We’re simultaneously being told by the people ahead of us to over-anticipate what’s next — and more than that, to fear it. Pardon my French, but I’m so f*cking tired of the threat of new experiences. I’m so tired of being told I don’t know what’s coming and probably won’t be ready for it. I’m so tired of being set up to think I’m living in the peak, to dread getting older, and fear the unknown instead of being encouraged to walk toward it.
The other night, I was reading my latest nightly fiction book and came across the dreaded phrase: just wait. Usually I can’t read the words without rolling my eyes. Except this time, it wasn’t delivered the way I always hear it. I’m so used to the sarcastic, ominous version that it actually stopped me. I reread it, sat with it, and tried to rewire my brain to understand the context.

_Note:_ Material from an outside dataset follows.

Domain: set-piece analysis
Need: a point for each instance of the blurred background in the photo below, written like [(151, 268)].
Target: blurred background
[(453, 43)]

The two main characters (love interests) had spent an extended period of time apart but were texting about finally seeing each other again. It went something like:
“Are you going to be excited to see me later?”
“Just wait.”
(paraphrased immensely, but you get it)
And for the first time, those words felt… exciting. Anticipatory. Full of something good. Not daunting.
That tiny exchange is what sent me into this spiral over two very simple words that, lately, have felt loaded in every other context. I couldn’t help but wonder… (if you know, you know) what if instead of threatening the future, we encouraged each other toward it?

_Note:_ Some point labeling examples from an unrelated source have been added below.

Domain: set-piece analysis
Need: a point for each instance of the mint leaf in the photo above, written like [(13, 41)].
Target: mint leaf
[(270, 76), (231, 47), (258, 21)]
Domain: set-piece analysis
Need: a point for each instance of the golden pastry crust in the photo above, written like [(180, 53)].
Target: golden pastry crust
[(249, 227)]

What if we lived in a world where “just wait” always meant something good was coming?
One of my favorite quotes is: “If you can’t do it brave, do it scared.” Think about the things you’ve done that actually made you better. They were probably uncomfortable. Risky for sure, even a little terrifying. Nothing worth having ever came easy, and no one gets to practice life and live another when they’re “ready.” Everything is new, unknown, and sometimes, yes, scary.
And if you want the truth… That’s kind of the point.
Do it scared. Do it before you know what you’re doing. And do it before it’s the “perfect time,” because that doesn’t exist anyway.
And dare I say… just wait.
Wait for the risk to pay off. Wait for things to surprise you. Wait for the excitement of meeting the version of you on the other side of whatever you’re nervous about right now.
And most importantly, when you get the chance, encourage the person next to you to do the same.
Be the person who makes “just wait” sound like something worth looking forward to.